Subjects are still being added to the study until the end of January and only after that can all of the research data really be analysed. However, it has already been shown in the control group (the ‘symptom-free’ subjects) that the more capable people are of distinguishing between images that seem very similar, the less generalisation of fear they exhibit. In other words, imagine you’re mugged in a dark parking garage by a man with a beard and a hoodie. If you encounter another man on the street with a beard and a hoodie, you can either clearly distinguish that it’s someone else (and you feel less anxious), or you lump all men with beards and hoodies into a group and feel very anxious.”  In the latter case, life feels very dangerous and you go out less often.

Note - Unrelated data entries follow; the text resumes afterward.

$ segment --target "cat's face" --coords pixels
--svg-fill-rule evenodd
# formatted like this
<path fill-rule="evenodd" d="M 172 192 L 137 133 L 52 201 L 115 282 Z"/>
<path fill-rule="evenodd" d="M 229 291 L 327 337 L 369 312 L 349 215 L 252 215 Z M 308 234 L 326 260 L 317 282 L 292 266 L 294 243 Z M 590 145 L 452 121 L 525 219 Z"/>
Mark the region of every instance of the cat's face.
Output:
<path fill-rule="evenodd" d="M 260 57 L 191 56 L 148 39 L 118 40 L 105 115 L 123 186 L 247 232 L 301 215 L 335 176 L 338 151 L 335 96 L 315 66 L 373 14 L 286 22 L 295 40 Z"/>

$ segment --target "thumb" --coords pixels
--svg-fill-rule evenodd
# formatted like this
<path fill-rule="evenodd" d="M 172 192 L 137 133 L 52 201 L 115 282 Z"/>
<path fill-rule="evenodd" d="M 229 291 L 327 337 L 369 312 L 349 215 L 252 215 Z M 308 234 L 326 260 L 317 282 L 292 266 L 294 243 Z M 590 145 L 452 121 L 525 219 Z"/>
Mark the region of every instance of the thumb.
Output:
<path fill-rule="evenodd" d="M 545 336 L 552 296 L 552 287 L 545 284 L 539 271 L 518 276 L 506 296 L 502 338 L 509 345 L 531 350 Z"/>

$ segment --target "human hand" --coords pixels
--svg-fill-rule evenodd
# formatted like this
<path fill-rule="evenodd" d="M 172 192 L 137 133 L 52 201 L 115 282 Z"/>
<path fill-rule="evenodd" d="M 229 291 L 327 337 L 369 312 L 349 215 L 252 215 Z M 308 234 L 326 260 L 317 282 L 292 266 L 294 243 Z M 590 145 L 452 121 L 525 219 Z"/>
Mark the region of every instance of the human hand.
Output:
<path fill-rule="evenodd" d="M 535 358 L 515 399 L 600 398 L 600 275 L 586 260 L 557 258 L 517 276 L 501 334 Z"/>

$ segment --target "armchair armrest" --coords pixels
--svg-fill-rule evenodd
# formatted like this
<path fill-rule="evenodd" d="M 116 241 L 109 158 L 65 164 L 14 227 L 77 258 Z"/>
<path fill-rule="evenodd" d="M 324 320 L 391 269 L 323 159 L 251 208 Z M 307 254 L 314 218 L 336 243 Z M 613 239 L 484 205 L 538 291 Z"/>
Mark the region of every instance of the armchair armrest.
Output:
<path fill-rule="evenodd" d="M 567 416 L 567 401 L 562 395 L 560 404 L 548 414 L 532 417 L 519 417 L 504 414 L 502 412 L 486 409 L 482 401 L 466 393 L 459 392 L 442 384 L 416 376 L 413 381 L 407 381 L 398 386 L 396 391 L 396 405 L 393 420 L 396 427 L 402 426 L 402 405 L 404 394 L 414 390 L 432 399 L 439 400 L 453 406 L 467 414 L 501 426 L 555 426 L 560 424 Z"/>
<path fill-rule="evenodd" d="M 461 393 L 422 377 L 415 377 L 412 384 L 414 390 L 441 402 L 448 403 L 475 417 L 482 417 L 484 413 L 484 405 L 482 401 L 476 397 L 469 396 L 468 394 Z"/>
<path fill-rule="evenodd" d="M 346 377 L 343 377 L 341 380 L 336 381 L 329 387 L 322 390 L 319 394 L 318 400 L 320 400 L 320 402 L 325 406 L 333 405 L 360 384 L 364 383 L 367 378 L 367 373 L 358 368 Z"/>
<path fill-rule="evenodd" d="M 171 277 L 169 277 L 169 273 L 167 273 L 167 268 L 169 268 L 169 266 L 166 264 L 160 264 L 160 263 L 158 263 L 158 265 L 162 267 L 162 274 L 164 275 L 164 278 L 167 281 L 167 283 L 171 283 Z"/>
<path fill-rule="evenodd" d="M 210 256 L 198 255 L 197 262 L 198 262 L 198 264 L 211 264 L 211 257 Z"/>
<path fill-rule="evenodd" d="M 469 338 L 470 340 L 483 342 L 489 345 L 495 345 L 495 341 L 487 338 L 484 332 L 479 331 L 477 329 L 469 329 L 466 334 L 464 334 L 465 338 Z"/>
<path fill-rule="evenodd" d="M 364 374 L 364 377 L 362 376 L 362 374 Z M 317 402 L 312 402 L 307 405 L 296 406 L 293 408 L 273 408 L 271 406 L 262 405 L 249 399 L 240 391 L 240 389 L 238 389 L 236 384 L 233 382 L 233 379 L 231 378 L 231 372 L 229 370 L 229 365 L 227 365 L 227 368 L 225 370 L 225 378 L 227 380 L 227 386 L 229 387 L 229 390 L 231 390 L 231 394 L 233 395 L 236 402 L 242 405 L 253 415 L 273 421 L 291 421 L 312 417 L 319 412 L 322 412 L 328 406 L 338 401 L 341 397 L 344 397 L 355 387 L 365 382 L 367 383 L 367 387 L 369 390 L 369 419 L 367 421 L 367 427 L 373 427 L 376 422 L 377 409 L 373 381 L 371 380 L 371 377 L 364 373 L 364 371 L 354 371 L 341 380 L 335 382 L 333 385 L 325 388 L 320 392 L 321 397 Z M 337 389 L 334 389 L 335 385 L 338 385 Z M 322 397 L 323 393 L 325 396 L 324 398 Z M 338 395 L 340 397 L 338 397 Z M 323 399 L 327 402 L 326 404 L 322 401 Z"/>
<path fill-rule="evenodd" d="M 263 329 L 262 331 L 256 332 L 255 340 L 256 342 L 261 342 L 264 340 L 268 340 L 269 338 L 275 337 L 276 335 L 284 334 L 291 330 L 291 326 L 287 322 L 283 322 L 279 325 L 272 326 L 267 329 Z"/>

That type of generalisation is very important in the daily lives of people with anxiety and trauma symptoms. It determines how incapacitated they are. Take for instance people with post-traumatic stress disorder after they’ve worked in a war zone. We investigate the functioning and change in areas of the brain in people with milder symptoms, but ultimately we also want to apply the knowledge to these target groups with more severe symptoms.”

CV Koen Schruers

Prof. Koen Schruers is a professor of Mechanisms of Affective Disorders, psychiatrist at Maastricht UMC+ and head of the Academic Anxiety Center (Academisch Angstcentrum), a cooperation between UM and Mondrian that has been going on for 25 years. As a researcher, he is primarily interested in the underlying mechanisms of affective disorders, such as anxiety and obsessive-compulsive disorders, as well as in the development and treatment of them.